Hacker News new | ask | show | jobs
by SAI_Peregrinus 815 days ago
The main issue is that "CSV" isn't one format with a single schema. It's one format with thousands of schemas and no way to communicate them. Every program picks its own schema for CSVs it produces, some even change the schema depending on various factors (e.g. the presence or absence of a header row).
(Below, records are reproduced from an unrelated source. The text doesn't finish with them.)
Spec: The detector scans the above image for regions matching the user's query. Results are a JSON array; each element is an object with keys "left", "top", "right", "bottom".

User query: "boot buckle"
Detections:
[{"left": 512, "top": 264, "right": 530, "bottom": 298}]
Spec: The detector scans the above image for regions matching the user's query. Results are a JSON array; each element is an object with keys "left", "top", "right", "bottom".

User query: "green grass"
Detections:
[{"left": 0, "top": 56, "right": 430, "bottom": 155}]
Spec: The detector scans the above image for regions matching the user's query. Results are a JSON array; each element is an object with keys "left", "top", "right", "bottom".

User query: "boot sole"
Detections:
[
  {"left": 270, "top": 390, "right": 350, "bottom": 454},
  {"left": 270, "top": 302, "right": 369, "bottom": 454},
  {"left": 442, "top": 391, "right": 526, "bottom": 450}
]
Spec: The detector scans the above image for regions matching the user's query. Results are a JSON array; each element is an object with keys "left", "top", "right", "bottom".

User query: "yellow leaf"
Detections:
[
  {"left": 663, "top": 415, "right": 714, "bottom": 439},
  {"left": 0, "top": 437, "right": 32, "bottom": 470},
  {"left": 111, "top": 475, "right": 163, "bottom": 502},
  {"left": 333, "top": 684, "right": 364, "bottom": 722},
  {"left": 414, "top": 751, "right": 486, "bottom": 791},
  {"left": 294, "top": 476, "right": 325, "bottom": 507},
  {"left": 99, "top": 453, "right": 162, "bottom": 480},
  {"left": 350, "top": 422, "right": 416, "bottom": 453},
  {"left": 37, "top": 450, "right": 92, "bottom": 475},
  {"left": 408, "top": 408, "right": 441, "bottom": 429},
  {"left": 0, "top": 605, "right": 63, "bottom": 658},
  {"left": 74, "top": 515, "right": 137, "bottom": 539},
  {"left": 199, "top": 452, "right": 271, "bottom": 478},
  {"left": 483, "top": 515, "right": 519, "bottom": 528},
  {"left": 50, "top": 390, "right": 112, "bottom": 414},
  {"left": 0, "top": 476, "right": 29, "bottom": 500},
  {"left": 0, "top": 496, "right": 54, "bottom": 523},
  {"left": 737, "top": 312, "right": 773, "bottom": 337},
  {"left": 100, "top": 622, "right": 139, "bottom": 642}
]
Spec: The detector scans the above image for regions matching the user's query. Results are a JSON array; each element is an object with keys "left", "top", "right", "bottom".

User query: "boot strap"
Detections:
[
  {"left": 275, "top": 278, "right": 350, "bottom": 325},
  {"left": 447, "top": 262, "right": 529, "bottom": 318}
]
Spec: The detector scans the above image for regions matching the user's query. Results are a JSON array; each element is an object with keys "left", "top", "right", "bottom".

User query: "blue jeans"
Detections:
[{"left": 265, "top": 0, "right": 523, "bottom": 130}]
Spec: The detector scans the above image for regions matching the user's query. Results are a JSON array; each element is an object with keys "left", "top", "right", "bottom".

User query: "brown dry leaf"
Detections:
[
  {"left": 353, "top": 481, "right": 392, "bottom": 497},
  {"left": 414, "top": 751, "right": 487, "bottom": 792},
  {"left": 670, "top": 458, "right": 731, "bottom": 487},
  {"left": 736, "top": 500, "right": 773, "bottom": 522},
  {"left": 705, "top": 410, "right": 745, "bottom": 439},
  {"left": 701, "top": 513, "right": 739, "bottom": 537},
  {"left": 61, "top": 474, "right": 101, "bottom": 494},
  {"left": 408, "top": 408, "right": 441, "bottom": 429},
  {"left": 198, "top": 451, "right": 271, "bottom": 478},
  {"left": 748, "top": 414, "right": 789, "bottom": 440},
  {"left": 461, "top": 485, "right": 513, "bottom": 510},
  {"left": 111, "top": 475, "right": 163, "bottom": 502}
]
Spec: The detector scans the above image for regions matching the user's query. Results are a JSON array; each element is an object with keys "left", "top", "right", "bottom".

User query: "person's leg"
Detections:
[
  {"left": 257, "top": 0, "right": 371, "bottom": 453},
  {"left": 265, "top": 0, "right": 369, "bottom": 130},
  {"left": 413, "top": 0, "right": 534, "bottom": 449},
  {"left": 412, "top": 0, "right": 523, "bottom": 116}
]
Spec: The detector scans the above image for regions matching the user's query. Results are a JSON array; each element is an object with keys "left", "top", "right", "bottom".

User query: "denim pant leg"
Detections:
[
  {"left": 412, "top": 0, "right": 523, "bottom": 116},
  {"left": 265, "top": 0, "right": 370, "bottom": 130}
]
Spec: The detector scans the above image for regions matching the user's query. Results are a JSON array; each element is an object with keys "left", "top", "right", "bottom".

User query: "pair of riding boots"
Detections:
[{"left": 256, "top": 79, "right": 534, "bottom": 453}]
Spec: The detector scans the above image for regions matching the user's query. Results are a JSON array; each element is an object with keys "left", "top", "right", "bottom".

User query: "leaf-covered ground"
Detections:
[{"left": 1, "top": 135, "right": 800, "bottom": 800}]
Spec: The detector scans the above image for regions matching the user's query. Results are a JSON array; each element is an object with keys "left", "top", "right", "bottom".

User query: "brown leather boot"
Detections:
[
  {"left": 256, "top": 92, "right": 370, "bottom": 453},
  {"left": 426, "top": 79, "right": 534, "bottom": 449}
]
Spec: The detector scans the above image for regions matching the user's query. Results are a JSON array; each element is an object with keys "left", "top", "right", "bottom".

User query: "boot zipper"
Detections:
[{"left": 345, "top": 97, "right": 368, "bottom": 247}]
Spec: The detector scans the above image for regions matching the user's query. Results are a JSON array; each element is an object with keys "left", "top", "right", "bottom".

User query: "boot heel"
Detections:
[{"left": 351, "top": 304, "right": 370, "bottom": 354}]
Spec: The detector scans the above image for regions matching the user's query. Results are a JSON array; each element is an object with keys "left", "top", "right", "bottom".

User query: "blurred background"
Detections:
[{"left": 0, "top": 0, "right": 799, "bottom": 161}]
RFC 4180 provides a (mostly) unambiguous format for writing CSVs, but because it discards the (implied) schema it's useless for reading CSVs that come from other programs. RFC 4180 fields have only one type: text string in US-ASCII encoding. There are no dates, no decimal separators, no letters outside the US-ASCII alphabet, you get nothing! It leaves the option for the MIME type to specify a different text encoding, but that's not part of the resulting file so it's only useful when downloading from the internet.

1 comments

> RFC 4180 provides a (mostly) unambiguous format for writing CSVs,

What are the ambiguities in RFC 4180?

It allows non-ASCII text but does not provide any way to indicate charset within the file, instead requiring it out-of-band. Once the file is saved, the text encoding becomes ambiguous. Likewise for the presence or absence of a header row.

Likewise for whether double quotes (`"`) are allowed in fields (rule 5). This one gets even worse, since the following rule (6) uses double quotes to escape line breaks and commas, but they may not be allowed at all so commas in fields may not be escapable.

It only supports text, not numbers, dates, or any other data, and provides no way to indicate any data type other than text.